Abstract
Sarcoidosis affects multiple organs and rarely has unusual manifestations. A 78-year-old woman was referred to our hospital for coughing symptoms. A chest computed tomography (CT) scan revealed bilateral diffuse miliary patterns and right pleural effusion. Bronchoscopy showed multiple nodules in the carina and the bronchus intermedius. A CT scan of her abdomen revealed hypovascular lesions involving the pancreatic head and body. A transbronchial lung biopsy, bronchial mucosal biopsy, and endoscopic ultrasound-guided fine-needle aspiration of the pancreatic mass demonstrated non-caseating granulomas. We diagnosed the patient with sarcoidosis. She received no treatment for sarcoidosis and has been followed up for one year, during which no pulmonary disease progression had been observed and the pancreatic masses partially regressed.
Keywords: pleural effusion, pancreatic sarcoidosis, miliary opacities, endobronchial nodules, sarcoidosis
Introduction
Sarcoidosis is a chronic granulomatous disease of unknown etiology. Because sarcoidosis can involve any organ system, the clinical presentation is often variable. Pleural effusion, endobronchial nodules, and miliary opacities in the lung are its unusual manifestations, but the simultaneous presence of these three rare events in this disease has not been reported.
Pancreatic sarcoidosis is particularly rare. The clinical and radiological findings of pancreatic sarcoidosis overlap with those of malignancy, making a diagnosis difficult.
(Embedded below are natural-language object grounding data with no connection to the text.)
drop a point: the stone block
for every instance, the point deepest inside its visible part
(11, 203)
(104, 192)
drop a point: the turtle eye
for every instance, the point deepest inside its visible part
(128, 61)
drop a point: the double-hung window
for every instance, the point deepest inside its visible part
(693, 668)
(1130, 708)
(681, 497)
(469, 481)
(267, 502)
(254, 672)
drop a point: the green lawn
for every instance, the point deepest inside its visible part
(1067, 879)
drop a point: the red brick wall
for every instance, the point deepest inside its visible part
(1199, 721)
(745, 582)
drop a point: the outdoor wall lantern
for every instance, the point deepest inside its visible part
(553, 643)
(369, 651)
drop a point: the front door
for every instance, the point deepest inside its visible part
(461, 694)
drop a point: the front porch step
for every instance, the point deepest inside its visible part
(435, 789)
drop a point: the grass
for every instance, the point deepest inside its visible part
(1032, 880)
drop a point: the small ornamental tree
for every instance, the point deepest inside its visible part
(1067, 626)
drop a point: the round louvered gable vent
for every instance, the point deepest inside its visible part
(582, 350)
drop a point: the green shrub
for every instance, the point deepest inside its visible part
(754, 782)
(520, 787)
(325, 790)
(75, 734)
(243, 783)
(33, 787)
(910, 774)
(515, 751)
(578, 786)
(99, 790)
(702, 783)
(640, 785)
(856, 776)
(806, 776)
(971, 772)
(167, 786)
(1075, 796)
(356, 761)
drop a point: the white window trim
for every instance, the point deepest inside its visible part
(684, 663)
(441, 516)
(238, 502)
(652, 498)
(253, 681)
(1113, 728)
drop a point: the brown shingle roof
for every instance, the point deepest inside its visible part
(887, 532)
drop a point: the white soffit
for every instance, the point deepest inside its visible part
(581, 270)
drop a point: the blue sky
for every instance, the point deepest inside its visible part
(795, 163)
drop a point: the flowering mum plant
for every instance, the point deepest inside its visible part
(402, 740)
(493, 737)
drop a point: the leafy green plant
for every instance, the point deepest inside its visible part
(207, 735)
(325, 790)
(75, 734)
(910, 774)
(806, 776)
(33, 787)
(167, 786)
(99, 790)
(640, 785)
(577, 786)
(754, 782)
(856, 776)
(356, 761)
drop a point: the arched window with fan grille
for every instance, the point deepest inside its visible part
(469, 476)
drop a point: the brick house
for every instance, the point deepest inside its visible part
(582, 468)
Most reports have described cases of pancreatic sarcoidosis diagnosed using a surgical biopsy (1,2); however, we diagnosed a case of pancreatic sarcoidosis using endoscopic ultrasound-guided fine-needle aspiration (EUS-FNA).
We herein report a rare case of pancreatic sarcoidosis with endobronchial abnormality and miliary opacities.
Case Report
A 78-year-old woman presented to our hospital with a 2-month history of coughing. She had no abdominal pain, nausea, vomiting, or weight loss. She denied alcohol and tobacco use. Her medical history included dementia. Her vital signs were within normal limits. She had no lymphadenopathy of the head and neck or subcutaneous nodules in her skin. Her serum amylase level was slightly elevated (Table). Chest radiography revealed miliary nodules and pleural effusion (Fig. 1A). A chest computed tomography (CT) scan revealed bilateral diffuse micronodular shadow, thickening of the bronchovascular bundles, curvilinear shadow, and right pleural effusion (Fig. 1B-D). There was no evidence of bilateral hilar lymphadenopathy. A differential diagnosis of miliary tuberculosis, metastatic pulmonary carcinoma, and sarcoidosis was considered. Diagnostic thoracentesis with a pleural fluid analysis was performed in which pleural effusion was revealed to be a lymphocyte-predominant exudate. Mycobacterial culture and cytological findings were negative. Bronchoscopy with bronchoalveolar lavage (BAL) and a transbronchial lung biopsy (TBLB) were performed. An evaluation of the endobronchial characteristics revealed multiple nodules (Fig. 2). The BAL fluid of the right middle lobe revealed lymphocytosis (64.0%) and an elevated CD4/8 ratio of 8.69. A bronchial mucosal biopsy and TBLB demonstrated non-caseating granulomas (Fig. 3A and B). We diagnosed the patient with sarcoidosis, and a subsequent systemic search was performed.
Table.
Laboratory Findings.
| <Blood Cell Counts> | <Blood Chemistry> | <Serological Study> | ||||||
|---|---|---|---|---|---|---|---|---|
| WBC | 5,700 | /μL | T-bil | 0.3 | mg/dL | CEA | 3.4 | ng/mL |
| Neut | 69.7 | % | AST | 17 | IU/L | CYFRA | 1.7 | ng/mL |
| Lymph | 2.6 | % | ALT | 8 | IU/L | ProGRP | 32.7 | pg/mL |
| Eosino | 0.4 | % | LDH | 189 | IU/L | IL2 receptor | 1,570 | U/mL |
| Baso | 21.0 | % | ALP | 181 | IU/L | |||
| Mono | 6.3 | % | γ-GTP | 24 | IU/L | T-SPOT | (-) | |
| RBC | 371×104 | /μL | AMY | 335 | IU/L | MAC antibody | (-) | |
| Hb | 10.8 | g/dL | BUN | 18 | mg/dL | |||
| Hct | 33.9 | % | Cre | 0.7 | mg/dL | IgG | 1,492 | mg/dL |
| PLT | 20.7×104 | /μL | Na | 143 | mEq/L | IgG4 | 65.7 | mg/dL |
| K | 3.9 | mEq/L | ||||||
| Cl | 108 | mEq/L | ACE | 51.7 | U/L | |||
| Ca | 9.1 | mg/dL | ||||||
| P | 4.0 | mg/dL | ||||||
Figure 1.
A) Pleural effusion and miliary opacities in sarcoidosis. B) A computed tomography (CT) scan shows right pleural effusion with compression of the right lower lung. C) Numerous tiny micronodules representing a random distribution. D) High-resolution CT: Perilymphatic nodules located in fissures and subpleural regions, with bronchial wall thickening.
Figure 2.
Bronchoscopy shows multiple variable small endobronchial nodules A) in the carina and B) in the bronchus intermedius.
Figure 3.
Noncaseating granulomas. A) Transbronchial lung biopsy. B) Bronchial mucosal biopsy. C) Endoscopic ultrasound-guided fine-needle aspiration of the pancreatic mass.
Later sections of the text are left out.